Voltaire era muy aficionado al teatro, y en Les Délices organizaba en privado representaciones teatrales. Pero en la puritana Ginebra el teatro estaba prohibido, y las autoridades religiosas empezaban a ver al francés con muy malos ojos. Finalmente, harto ya de los calvinistas, en 1758 Voltaire compró una extensa hacienda en Ferney, una aldea francesa situada justo al otro lado de la frontera. Aquella sería su residencia principal hasta el final de sus días.
Filósofos a la deriva
Una de sus obras menos conocidas tuvo el mérito de ser, probablemente, la primera novela de ciencia ficción. Su título era Micromégas, y relata la historia de Micromégas, un adolescente que habita en un planeta de la estrella Sirius. Micromégas, que mide 39 km de altura y ha estudiado con los jesuitas, ha decidido visitar otros planetas.
Aprovechando “las fuerzas de repulsión y atracción”, Micromégas llega a Saturno, donde traba amistad con el secretario de la Academia y, junto con él, emprende un viaje filosófico por el sistema solar. Al llegar a la Tierra, el océano más profundo apenas le llega a Micromégas a la altura de los tobillos pero, con ayuda de una lupa, los dos amigos aciertan a descubrir, allá abajo, un barco ocupado por filósofos.
Varios trucos ingeniosos les permiten comunicarse con los diminutos terráqueos en francés, y entablan con ellos una conversación filosófica.

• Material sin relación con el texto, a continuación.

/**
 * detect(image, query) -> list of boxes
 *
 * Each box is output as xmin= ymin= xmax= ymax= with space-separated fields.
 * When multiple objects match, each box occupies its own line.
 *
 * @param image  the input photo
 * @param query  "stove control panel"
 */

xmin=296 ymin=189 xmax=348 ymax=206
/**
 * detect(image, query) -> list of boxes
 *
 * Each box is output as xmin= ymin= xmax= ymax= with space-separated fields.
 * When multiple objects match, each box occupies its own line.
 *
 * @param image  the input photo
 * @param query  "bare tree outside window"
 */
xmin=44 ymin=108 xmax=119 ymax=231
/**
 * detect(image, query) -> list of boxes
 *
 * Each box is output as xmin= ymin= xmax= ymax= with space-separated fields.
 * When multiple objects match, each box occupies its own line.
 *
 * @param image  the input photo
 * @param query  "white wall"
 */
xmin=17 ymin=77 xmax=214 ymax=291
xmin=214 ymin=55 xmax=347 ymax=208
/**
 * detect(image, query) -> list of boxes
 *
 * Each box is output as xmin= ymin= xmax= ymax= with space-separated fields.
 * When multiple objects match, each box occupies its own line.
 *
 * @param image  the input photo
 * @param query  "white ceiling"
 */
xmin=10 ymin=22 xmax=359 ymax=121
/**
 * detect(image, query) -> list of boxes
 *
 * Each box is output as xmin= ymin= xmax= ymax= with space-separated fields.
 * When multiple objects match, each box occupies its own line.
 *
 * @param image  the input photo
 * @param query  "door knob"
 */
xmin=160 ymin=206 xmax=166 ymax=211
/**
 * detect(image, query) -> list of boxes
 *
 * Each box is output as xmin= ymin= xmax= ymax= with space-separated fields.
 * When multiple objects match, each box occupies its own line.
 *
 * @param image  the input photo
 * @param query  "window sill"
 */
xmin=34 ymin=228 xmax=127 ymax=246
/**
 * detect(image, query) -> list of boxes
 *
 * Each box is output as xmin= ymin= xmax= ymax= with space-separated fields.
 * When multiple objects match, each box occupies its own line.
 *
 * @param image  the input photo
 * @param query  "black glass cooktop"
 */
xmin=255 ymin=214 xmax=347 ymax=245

Micromégas simpatiza con el único que defiende las ideas de Locke y, cuando los ocupantes del barco les explican la filosofía de Tomás de Aquino, los dos extraterrestres estallan en carcajadas. Con las sacudidas, el barco se cae del dedo de Micromégas y va a parar a su bolsillo.
Micromégas anuncia entonces que escribirá un libro para explicar a los diminutos terráqueos sus ideas filosóficas. Pero, cuando el libro llega a la Academia de Ciencias, se descubre que todas sus páginas están en blanco.
Enemigos innecesarios
Voltaire es uno de los pensadores que más admiro pero, para un científico, su mayor mérito fue dar a conocer en toda Europa la física de Newton, que logró que muchos se dejaran de zarandajas y se dedicaran a observar y medir los fenómenos naturales, en lugar de especular, a menudo sin fundamento, a remolque de Descartes.
Fue un hombre de agudo ingenio, y su curiosidad insaciable lo llevó a adentrarse en todos los temas en boga en el ebullescente mundo intelectual de su época. Fue admirado y odiado por reyes y emperadores, e incluso por el pueblo llano. Por el pueblo llano que sabía leer, se entiende.
La emperatriz Catalina de Rusia, una de sus mayores admiradoras, terminó adquiriendo los 7.000 volúmenes de su biblioteca, que se conservan todavía en la Biblioteca Nacional de San Petersburgo. Y en 1916 los fundadores del movimiento dadá se dieron a conocer al mundo en un club al que pusieron por nombre Cabaret Voltaire.
El sentido del humor acompañó a Voltaire toda su vida. Según se cuenta, estando ya muy mal de salud, recibió cierto día la visita de un sacerdote que lo conminó a renunciar a Satán. A lo que Voltaire respondió: "No es el mejor momento para buscarse nuevos enemigos".